Can the Giese reaction be done without toxic tin reagents?

Yes. Tris(trimethylsilyl)silane is a lower-toxicity substitute for tributyltin hydride, and modern photoredox catalysis generates the radical from carboxylic acids, redox-active esters, or boronic acids at room temperature. Decarboxylative Giese reactions, in particular, avoid tin entirely and use abundant, cheap carboxylic acid precursors.

What side reactions limit the Giese reaction?

The main competing pathway is direct reduction: if the carbon radical grabs hydrogen from the tin or silicon hydride before it reaches the alkene, you simply get R-H. Running the H-donor at low concentration (slow addition) and using excess acceptor suppresses this. Oligomerization can also occur if the product radical adds to a second alkene before hydrogen transfer.

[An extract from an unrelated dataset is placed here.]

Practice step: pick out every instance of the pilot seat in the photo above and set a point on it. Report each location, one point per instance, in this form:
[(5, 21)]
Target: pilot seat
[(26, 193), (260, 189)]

Which alkenes work best as Giese acceptors?

Electron-poor alkenes with a low-lying LUMO are the best acceptors: acrylates, acrylonitrile, vinyl ketones, vinyl sulfones, maleimides, and alpha,beta-unsaturated aldehydes. Nucleophilic alkyl radicals add to these far faster than to electron-rich or unactivated olefins. Electron-rich and 1,2-disubstituted alkenes are generally poor partners.